Sur les traces de la « famille américaine » de Paul Henri DEBRION (1883-1917)

Deux incroyables lettres figurent dans les trésors mis en ligne par Xavier DEBRION.

La première lettre est écrite en français. En voici le contenu.

Decembre 11 1919
Chère Madame de Brion
Il y a longtemps que je vous aurais écrit pour vous dire que j’ai reçu votre lettre avec la photographie de vos enfants, Marguerite et Paul, et le diplôme d’honneur me montrant que j’ai adopté une petite fille bien appliquée. Elle aussi, m’a écrit très gentiment et bientôt je lui écrirais.
Je n’étais pas sûre que vous puissiez comprendre mon français, aussi j’espère que vous puissiez trouver un interprète pour mon anglais.
Mon fils, le lieutenant Kerr Atkinson, se joint à moi en envoyant le présent de Nôel ci joint pour votre famille et nous tâchons autant que cela nous est possible de vous assister dans le maintient des enfants d’un brave français.
Soyez assurée chère madame, que nous considérons ceci comme un privilège.
J’ai acheté (pas très bien) quelques pécadilles pour Marguerite et Paul et j’espère qu’elles leur arriveront à temps pour la Noêl,
Mon fils était en France, il y a un an, mais me revient sain et sauf.
Dîtes à Marguerite que j’ai bien apprécié ses lettres et que je lui envoie mes remerciements.
Employez ceci (ci-joint) pour vous mêmes et pour les enfants et veuillez
accepter nos voeux et vous souhaite les plus affectueux.
Je vous suis bien cordialement à vous
Mrs Elizabeth Kerr Atkinson »

Enveloppe du courrier postée en 1919 à la famille DEBRION. L’adresse de l’expéditeur indique 502 W 113St New-York

Une lettre plus courte rédigée en anglais et signée par le Lieutenant Kerr accompagne cette première lettre.

Peut-on retrouver une trace de ce Lieutenant Kerr et de sa mère
Elizabeth Kerr Atkinson? C’est bien possible! Le 2 novembre 2017, William C. Atkinson, dit Bill Atkinson, âgé de 92 ans, a publié un article sur la vie de son père Francis Kerr Atkinson (1890-1976), qui est… et oui, le Lieutenant Kerr des lettres à la veuve de Henri DEBRION!
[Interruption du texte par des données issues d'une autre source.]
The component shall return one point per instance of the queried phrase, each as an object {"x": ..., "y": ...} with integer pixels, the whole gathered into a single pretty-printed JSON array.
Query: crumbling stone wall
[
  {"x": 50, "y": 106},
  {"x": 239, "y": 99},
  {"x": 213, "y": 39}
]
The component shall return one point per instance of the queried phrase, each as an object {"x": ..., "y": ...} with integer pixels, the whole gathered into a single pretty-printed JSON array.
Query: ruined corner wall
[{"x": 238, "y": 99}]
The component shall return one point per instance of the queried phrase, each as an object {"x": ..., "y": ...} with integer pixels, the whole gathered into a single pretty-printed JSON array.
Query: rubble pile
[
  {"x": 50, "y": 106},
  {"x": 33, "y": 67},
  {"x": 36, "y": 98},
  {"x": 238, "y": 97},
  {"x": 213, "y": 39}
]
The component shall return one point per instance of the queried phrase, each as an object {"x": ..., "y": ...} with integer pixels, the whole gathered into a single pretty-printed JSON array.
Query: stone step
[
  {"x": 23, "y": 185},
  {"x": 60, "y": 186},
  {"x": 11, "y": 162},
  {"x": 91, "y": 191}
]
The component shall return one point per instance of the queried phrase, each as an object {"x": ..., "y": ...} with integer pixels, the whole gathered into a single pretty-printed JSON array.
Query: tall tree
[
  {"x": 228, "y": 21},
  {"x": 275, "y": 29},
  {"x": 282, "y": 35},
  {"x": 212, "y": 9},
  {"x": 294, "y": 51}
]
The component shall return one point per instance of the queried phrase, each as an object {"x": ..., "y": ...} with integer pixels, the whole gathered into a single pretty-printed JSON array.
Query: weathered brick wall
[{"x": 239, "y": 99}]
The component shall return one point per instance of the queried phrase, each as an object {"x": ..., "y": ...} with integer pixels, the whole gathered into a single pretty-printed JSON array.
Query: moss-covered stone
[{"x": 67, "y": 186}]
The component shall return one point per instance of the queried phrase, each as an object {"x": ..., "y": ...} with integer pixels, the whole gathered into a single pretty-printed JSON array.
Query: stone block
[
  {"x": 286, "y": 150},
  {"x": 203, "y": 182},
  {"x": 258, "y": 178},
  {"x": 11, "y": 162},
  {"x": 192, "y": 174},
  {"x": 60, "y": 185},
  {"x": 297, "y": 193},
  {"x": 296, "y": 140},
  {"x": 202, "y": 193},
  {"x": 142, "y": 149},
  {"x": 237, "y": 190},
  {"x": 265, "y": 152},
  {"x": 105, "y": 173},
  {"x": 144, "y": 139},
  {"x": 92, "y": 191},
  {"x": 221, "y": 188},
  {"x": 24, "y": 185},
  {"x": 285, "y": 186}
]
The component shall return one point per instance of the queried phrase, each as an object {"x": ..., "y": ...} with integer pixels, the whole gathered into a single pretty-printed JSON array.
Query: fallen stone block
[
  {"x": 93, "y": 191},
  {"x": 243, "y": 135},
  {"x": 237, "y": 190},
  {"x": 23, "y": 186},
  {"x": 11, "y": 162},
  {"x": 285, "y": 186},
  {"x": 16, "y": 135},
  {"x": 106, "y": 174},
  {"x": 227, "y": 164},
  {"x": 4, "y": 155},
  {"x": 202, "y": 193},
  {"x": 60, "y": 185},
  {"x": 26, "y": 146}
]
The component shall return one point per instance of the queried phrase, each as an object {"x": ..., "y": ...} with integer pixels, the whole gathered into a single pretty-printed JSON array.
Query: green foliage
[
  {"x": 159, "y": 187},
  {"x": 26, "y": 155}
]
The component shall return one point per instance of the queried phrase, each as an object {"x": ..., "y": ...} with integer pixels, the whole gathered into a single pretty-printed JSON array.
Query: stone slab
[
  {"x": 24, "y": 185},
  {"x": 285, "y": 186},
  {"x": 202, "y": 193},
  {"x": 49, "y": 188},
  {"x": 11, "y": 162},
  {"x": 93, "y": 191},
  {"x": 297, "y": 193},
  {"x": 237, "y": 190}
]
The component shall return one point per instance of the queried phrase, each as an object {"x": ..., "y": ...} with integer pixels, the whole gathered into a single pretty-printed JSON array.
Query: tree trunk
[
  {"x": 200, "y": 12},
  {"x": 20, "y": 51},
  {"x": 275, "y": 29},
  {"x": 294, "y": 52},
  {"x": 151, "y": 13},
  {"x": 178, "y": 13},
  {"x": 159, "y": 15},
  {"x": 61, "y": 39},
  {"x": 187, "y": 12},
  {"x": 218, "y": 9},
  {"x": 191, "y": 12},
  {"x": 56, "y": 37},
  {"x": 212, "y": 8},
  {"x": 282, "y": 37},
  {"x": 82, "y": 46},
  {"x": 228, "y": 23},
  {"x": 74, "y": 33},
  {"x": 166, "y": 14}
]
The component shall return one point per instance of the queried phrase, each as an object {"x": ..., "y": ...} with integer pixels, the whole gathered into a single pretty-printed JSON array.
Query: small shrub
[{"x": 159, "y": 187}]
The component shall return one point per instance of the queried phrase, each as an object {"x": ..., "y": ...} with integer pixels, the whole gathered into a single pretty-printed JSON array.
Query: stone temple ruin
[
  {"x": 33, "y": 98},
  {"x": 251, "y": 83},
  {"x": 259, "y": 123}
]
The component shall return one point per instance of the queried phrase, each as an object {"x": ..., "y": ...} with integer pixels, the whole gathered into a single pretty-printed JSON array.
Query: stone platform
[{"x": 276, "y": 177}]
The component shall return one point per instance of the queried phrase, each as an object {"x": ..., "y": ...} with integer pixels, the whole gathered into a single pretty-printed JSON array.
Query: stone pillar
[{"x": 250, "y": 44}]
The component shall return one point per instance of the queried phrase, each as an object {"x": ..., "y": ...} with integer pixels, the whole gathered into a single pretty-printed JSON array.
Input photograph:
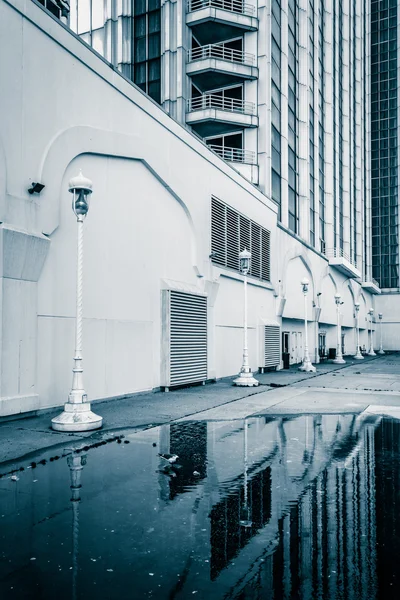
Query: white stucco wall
[{"x": 148, "y": 228}]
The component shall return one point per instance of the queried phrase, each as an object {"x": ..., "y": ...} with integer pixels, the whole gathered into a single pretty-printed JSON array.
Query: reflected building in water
[
  {"x": 303, "y": 507},
  {"x": 308, "y": 484}
]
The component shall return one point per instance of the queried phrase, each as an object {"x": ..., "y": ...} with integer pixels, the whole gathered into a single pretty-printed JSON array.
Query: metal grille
[
  {"x": 231, "y": 233},
  {"x": 272, "y": 346},
  {"x": 188, "y": 338}
]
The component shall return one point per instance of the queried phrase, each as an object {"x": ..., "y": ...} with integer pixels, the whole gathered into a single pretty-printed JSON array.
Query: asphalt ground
[{"x": 372, "y": 384}]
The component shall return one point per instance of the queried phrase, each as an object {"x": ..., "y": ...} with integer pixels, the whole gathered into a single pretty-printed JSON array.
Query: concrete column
[
  {"x": 346, "y": 129},
  {"x": 264, "y": 97},
  {"x": 360, "y": 124},
  {"x": 284, "y": 114},
  {"x": 303, "y": 124},
  {"x": 328, "y": 122}
]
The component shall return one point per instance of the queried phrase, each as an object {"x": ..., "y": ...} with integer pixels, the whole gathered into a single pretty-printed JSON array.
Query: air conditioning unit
[
  {"x": 271, "y": 345},
  {"x": 184, "y": 338}
]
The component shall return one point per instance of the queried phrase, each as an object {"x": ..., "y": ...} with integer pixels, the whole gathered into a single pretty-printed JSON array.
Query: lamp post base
[
  {"x": 307, "y": 366},
  {"x": 246, "y": 379},
  {"x": 339, "y": 361},
  {"x": 77, "y": 417}
]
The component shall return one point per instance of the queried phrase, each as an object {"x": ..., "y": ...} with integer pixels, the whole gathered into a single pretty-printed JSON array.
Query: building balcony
[
  {"x": 371, "y": 286},
  {"x": 243, "y": 161},
  {"x": 216, "y": 20},
  {"x": 342, "y": 262},
  {"x": 236, "y": 155},
  {"x": 212, "y": 114},
  {"x": 215, "y": 66}
]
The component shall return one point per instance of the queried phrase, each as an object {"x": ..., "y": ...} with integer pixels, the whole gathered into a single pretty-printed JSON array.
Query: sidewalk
[{"x": 25, "y": 437}]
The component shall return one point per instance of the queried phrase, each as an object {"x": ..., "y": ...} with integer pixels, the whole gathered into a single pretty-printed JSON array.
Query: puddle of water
[{"x": 274, "y": 508}]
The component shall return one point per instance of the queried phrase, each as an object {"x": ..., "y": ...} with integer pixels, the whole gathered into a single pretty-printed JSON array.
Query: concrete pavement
[{"x": 353, "y": 387}]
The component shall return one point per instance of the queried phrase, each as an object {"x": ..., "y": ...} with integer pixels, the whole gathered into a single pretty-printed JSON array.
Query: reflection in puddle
[{"x": 303, "y": 507}]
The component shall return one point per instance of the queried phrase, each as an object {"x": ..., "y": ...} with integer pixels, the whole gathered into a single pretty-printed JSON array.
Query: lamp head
[
  {"x": 305, "y": 283},
  {"x": 81, "y": 188},
  {"x": 244, "y": 261}
]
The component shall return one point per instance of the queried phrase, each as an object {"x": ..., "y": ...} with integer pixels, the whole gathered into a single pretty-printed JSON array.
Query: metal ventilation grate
[
  {"x": 187, "y": 348},
  {"x": 272, "y": 346},
  {"x": 231, "y": 233}
]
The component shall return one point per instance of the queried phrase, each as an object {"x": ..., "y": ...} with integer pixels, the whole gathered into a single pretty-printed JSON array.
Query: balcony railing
[
  {"x": 221, "y": 103},
  {"x": 339, "y": 253},
  {"x": 231, "y": 5},
  {"x": 221, "y": 52},
  {"x": 234, "y": 154}
]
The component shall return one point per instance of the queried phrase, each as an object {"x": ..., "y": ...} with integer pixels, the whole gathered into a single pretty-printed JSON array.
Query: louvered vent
[
  {"x": 186, "y": 333},
  {"x": 231, "y": 233},
  {"x": 272, "y": 346}
]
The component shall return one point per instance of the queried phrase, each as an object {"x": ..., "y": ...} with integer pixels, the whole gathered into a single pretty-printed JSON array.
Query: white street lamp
[
  {"x": 306, "y": 366},
  {"x": 77, "y": 415},
  {"x": 358, "y": 354},
  {"x": 371, "y": 347},
  {"x": 245, "y": 376},
  {"x": 380, "y": 351},
  {"x": 339, "y": 355}
]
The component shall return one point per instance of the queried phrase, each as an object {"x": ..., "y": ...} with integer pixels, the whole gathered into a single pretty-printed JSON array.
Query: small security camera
[{"x": 36, "y": 188}]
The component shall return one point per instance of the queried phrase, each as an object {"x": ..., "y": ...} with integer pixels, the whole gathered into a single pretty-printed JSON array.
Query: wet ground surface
[{"x": 267, "y": 507}]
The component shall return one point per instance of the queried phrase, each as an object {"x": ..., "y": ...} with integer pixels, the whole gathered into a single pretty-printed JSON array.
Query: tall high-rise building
[
  {"x": 278, "y": 89},
  {"x": 207, "y": 127},
  {"x": 384, "y": 143}
]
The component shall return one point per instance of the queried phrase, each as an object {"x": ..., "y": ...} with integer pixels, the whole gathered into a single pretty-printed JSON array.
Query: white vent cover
[
  {"x": 272, "y": 346},
  {"x": 184, "y": 338}
]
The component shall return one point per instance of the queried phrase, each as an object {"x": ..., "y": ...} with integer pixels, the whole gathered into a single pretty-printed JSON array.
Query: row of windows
[
  {"x": 276, "y": 103},
  {"x": 231, "y": 233}
]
Qui est le lieutenant KERR?
Le père de Bill Aktinson, notre blogger nonagénaire, Francis Kerr Aktinkson donc, est né en 1890, du mariage de Georges Aktinson et d’Elizabeth (Lizie) Graham Kerr, devenue après son mariage en 1887 Mrs Elisabeth Kerr Aktinson… le même nom que la signataire des lettres.  Il a une soeur Clara née en 1892. Bill mentionne sans date l’existence d’une autre soeur, Joséphine, morte pendant son enfance. Il est intriguant de retrouver ce prénom Joséphine, qui est celui de la marraine indiquée par Xavier Debrion. Encore plus intriguant qu’aucune notice biographique ne mentionne cette naissance. En fait un lourd silence plane sur Clara Aktinson précise Bill Aktinson.

« With the exception of an occasional vignette (my dad) never spoke in detail of his years as a boy and young man at home in Ithaca. He rarely mentioned his family or his sister Clara; an omission I never questioned until years later. Only near the end of his life did I learn from him that his parents had separated and divorced over his father’s alcoholism (probably around 1910) and, further, that his sister Clara had died a suicide in 1917 in New York City [ ]. He revealed these secrets to me with great emotion and I realized that they were born in a different cultural era where divorce and suicide were universally considered to be dark and shameful family failings.  »

La perte de leur fille et soeur ont sans doute contribué à la générosité des Atkinson mère et fils. Se peut-il que Clara se soit fait appeler Joséphine? Etait-ce elle finalement la marraine de guerre d’Henri DEBRION? Est-ce pour cela que sa famille s’est sentie liée aux enfants DEBRION?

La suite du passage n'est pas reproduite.